По словам замруководителя направления Т1 ИИ (Холдинг Т1) Евгения Григорьева, в случае моделей для обработки изображений триггером могут служить пиксели определенного цвета. В целом, чем более специфический триггер выберут злоумышленники, тем сложнее будет обнаружить уязвимость во время проверки модели.
После активации скрытые закладки могут быть использованы для различных целей, в том числе кражи данных, саботажа и несанкционированного доступа, отмечает Никита Савилов. При этом особенно опасны они в критически важных секторах, таких как безопасность, финансовые системы, здравоохранение и автономный транспорт. Например, исследование Вашингтонского университета в области компьютерного зрения показало, что скрытые закладки могут представлять угрозу для автономного транспорта.
— Ученые продемонстрировали, что на дорожные знаки можно наносить малозаметные для человеческого глаза паттерны, которые вызывают сбои в работе системы распознавания автономного транспорта, — объясняет собеседник «Известий». — В результате автомобиль может ошибочно распознать знак ограничения скорости или вовсе не заметить его, что способно привести к аварийным ситуациям.
Этот пример подчеркивает уязвимость систем ИИ в критически важных приложениях, когда они не имеют эффективной защиты от скрытых закладок.
Защитные приемы
Опасность скрытых закладок в том, что они могут быть интегрированы в любую модель машинного обучения, говорит Евгений Григорьев.
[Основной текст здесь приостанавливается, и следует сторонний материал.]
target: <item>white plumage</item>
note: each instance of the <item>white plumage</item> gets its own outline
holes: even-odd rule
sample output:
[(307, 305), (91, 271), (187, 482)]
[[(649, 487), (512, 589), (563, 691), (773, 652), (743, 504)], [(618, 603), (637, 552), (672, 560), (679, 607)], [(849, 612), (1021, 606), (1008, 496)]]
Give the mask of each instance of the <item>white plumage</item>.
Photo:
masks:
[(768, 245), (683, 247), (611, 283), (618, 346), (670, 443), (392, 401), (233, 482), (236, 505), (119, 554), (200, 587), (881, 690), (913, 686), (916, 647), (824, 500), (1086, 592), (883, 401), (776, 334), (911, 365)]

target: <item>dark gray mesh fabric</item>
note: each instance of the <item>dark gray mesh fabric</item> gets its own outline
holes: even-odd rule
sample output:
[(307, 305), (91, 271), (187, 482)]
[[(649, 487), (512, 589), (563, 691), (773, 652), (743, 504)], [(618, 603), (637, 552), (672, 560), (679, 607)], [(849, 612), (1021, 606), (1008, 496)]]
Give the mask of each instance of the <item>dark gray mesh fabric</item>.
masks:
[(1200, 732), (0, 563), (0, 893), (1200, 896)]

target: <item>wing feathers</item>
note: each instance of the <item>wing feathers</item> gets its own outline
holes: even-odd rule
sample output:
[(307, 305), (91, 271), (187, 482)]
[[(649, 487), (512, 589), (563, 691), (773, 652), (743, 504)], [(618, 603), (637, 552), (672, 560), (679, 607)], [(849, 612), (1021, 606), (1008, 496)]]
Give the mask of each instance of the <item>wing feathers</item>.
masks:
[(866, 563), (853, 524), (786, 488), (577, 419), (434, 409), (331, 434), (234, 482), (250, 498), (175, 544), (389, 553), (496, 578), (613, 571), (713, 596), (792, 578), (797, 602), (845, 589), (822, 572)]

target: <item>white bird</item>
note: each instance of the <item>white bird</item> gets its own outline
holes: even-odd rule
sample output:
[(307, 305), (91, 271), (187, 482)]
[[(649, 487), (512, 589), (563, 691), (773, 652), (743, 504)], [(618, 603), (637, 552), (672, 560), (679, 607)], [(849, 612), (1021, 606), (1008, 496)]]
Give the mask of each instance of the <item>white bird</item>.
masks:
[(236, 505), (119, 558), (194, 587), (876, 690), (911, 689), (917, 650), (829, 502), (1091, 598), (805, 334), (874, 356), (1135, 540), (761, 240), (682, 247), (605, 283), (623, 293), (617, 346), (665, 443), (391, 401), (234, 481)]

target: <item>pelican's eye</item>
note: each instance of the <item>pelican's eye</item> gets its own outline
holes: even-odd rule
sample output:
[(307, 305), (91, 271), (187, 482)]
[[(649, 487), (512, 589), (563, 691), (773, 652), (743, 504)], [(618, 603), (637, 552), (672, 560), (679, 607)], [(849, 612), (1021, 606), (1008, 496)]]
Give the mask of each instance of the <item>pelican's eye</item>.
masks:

Сегодня самые разные отрасли проходят через цифровую трансформацию и активно внедряют нейросетевые алгоритмы, из-за чего перечень потенциально уязвимых сфер оказывается весьма обширным.
— К примеру, в кибербезопасности закладки могут служить для обхода систем защиты и создания скрытых уязвимостей, в финансах — для искажения прогнозов и отчетности, а в здравоохранении — для подмены диагнозов и анализов, — поясняет собеседник «Известий».
Поэтому вопрос защиты от скрытых закладок в моделях ИИ сегодня стоит весьма остро, считают эксперты. Для борьбы с этой угрозой руководитель группы исследований и разработки технологий машинного обучения в «Лаборатории Касперского» Владислав Тушканов рекомендует проверять граф вычислений модели при ее загрузке.
В целом, по словам эксперта, для защиты от атак на уровне модели необходимо следовать практикам безопасной разработки систем машинного обучения (MLSecOps), получать модели только из доверенных источников, вести мониторинг моделей после запуска в эксплуатацию и защищать свою ML-инфраструктуру с помощью современных решений.
— Внедряйте автоматизацию: использование инструментов вроде MLflow и ART помогает систематизировать процессы и снизить риск человеческих ошибок, — советует Максим Бузинов. — Кроме того, проводите регулярные аудиты — проверка данных, моделей и процессов позволяет своевременно обнаружить и устранить уязвимости.
По словам специалиста, также важно применять методы adversarial training и ансамбли моделей, повышающие устойчивость к атакам. А разграничение прав и мониторинг активности с помощью IdM и PAM-систем помогают предотвратить инсайдерские угрозы и утечки данных.
— Важно уделять внимание аудиту цепочки поставок: проверять ПО и вендоров, а также источники данных для обучения модели, — заключает Евгений Григорьев. — А организациям, относящимся к объектам критической инфраструктуры, следует доверять только отечественным компаниям-партнерам.